Top-Scary-Good-Security-Tips-For-A-Happy-Halloween-2022 | By The Digital Insider

By Shira Landau, Editor-in-Chief, CyberTalk.org


EXECUTIVE SUMMARY:


Halloween is a widely celebrated holiday in the U.S. Seventy-three percent of Americans intend to celebrate Halloween this year, and U.S. consumers are expected to spend roughly $4.1 billion on dress-up costumes alone.


While the holiday has dark historic origins, it has largely evolved into a festive celebration that focuses on the thrills and chills from spooky costumes, haunted houses, scary movies, ghoulish tales and things that go ‘bump’ in the night. Fear is front-and-center, but the slow-burn supernatural stimuli can be devilishly fun, enjoyable and spook-takular.


Here at CyberTalk, we enjoy a good Halloween hoot as much as the next person, but we would also like to help you steer clear of spine-chilling online Halloween trickery. Your Halloween doesn’t need to include nightmarish cyber security scenarios.


This Halloween, stay safe with these pro tips.


1. Phishing. Halloween brings out the trick-or-treaters, along with the cyber criminals. The latter leverage Halloween to launch new cyber attacks designed to deceive everyday internet users into revealing passwords, sharing files, or downloading malware. For hackers, the trick is to get unsuspecting individuals to click, and the treat is business or personal identity theft, intellectual property theft or other online ills.


This Halloween, avoid new terrors, reduce risk and increase resiliency. Apply anti-phishing software across devices, employ artificial intelligence that can auto-detect anomalies, upgrade firewalls, and reappraise incident response protocols.


2. Spam emails. Hair-raising Halloween-themed spam emails are not uncommon. Hackers sometimes send the same emails year-after-year, and they’re as effective the 5th time around as they are the first. The subject lines may say “Halloween sale,” and advertise pirated goods or bogus deals, or messages may lure eager festival-of-frights revelers with Halloween-themed quizzes, surveys, and links to online videos.


Take control of the inbox. Minimize mischief by investing in anti-spam and email security software.


3. Software updates. Merciless miscreants can worm their way into network systems via unresolved software vulnerabilities. In some cases, cyber criminals then lurk in systems for days, weeks or years, eventually launching savage cyber attacks that often include much-dreaded ransomware.


By installing security patches and other updates on a regular basis, you can prevent cyber criminals from gaining a foothold in systems and accessing data, deliverables or delicate information.


4. Endpoint security. Old traditions die hard, but modernize your endpoint security to strengthen your overall security posture. Evaluate solutions for complex, cloud-based business environments that address unprecedented, sophisticated Gen V attacks. An elegant endpoint security solution can prevent some of the most frightful and haunting witchy-ness on Halloween and year-round.

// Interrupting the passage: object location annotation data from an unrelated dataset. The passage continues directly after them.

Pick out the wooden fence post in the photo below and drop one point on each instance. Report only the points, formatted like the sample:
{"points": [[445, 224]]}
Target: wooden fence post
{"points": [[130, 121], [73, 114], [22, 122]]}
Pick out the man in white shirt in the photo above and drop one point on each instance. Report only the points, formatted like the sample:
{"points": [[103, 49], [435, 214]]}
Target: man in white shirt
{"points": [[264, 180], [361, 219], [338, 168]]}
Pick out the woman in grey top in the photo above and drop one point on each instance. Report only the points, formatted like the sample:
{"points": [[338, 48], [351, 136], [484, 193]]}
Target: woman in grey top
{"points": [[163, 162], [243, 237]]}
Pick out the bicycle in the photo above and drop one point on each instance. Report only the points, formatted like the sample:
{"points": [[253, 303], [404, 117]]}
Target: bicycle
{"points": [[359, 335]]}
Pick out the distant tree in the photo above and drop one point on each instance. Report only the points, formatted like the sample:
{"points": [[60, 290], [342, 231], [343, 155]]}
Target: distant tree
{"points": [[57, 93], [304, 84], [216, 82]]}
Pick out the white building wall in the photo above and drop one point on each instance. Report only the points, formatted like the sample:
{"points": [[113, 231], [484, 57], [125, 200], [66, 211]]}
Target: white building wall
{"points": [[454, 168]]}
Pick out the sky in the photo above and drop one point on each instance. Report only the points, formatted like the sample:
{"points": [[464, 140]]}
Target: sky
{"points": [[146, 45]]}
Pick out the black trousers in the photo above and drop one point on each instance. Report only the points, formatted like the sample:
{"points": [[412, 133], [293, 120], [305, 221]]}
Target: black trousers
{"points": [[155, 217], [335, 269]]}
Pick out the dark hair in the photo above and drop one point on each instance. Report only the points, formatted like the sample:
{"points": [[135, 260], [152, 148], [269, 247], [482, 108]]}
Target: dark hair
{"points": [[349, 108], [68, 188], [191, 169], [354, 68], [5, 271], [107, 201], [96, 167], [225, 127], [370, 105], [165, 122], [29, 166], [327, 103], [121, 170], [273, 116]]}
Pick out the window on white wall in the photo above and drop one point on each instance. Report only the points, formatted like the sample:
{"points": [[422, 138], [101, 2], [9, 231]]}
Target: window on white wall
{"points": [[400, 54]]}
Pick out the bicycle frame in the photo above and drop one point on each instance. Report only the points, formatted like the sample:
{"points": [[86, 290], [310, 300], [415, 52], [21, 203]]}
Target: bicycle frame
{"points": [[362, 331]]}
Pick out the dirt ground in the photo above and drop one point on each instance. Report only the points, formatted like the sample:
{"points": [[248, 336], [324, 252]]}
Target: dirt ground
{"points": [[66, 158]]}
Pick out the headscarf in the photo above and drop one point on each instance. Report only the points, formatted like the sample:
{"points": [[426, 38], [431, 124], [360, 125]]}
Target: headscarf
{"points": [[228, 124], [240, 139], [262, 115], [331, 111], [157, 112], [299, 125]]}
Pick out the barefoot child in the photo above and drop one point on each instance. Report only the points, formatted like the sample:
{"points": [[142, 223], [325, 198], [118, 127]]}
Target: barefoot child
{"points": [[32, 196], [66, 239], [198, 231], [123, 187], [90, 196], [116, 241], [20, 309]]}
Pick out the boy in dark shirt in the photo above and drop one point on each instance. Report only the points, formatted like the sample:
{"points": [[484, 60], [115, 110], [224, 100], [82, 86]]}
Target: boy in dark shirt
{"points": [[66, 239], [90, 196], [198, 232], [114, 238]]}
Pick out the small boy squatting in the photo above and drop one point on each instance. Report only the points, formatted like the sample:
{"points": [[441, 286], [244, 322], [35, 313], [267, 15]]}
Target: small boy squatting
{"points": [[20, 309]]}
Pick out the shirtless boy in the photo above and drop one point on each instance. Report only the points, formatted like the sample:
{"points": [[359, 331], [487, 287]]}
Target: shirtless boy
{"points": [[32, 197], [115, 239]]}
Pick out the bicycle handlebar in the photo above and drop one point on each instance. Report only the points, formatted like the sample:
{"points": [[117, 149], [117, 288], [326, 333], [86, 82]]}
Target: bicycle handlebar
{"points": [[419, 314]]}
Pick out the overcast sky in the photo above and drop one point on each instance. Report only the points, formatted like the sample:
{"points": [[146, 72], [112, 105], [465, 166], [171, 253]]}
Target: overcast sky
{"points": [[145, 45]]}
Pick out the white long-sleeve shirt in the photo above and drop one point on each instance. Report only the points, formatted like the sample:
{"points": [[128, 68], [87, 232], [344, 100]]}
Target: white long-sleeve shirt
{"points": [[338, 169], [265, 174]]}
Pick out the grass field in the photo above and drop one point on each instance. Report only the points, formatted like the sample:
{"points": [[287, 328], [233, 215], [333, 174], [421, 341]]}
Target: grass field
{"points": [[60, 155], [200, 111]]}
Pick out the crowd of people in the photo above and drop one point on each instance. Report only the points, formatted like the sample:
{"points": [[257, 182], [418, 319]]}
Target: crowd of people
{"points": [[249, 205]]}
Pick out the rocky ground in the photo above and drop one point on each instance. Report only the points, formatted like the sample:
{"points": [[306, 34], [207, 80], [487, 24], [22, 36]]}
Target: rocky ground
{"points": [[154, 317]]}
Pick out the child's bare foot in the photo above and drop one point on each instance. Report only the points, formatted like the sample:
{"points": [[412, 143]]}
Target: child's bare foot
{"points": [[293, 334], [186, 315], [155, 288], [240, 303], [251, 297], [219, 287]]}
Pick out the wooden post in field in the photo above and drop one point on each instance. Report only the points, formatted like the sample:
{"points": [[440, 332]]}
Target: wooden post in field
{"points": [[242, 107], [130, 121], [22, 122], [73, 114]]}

5. Employee education. Costume contests, bone-chilling breakfasts, and desk decorating competitions are all part of creative office-based Halloween fun, but none are perhaps as critically important as educating around hacker-based hocus pocus. Advancing your organization’s employee awareness programming can help keep your enterprise protected 24/7/365.


Cyber threats can stab an organization in the back and make everyone’s blood boil. But the cat is out of the bag – Your organization can avoid a frightening affair or a beastly blowout by putting the pro-tips listed above into practice. After all, tricksters could tie up your infrastructure like so many strawberry twist Twizzlers, rendering your Halloween more spooky-season-haunting than fun.


Transform your organization’s cyber security routine and have a wonderfully Happy Halloween!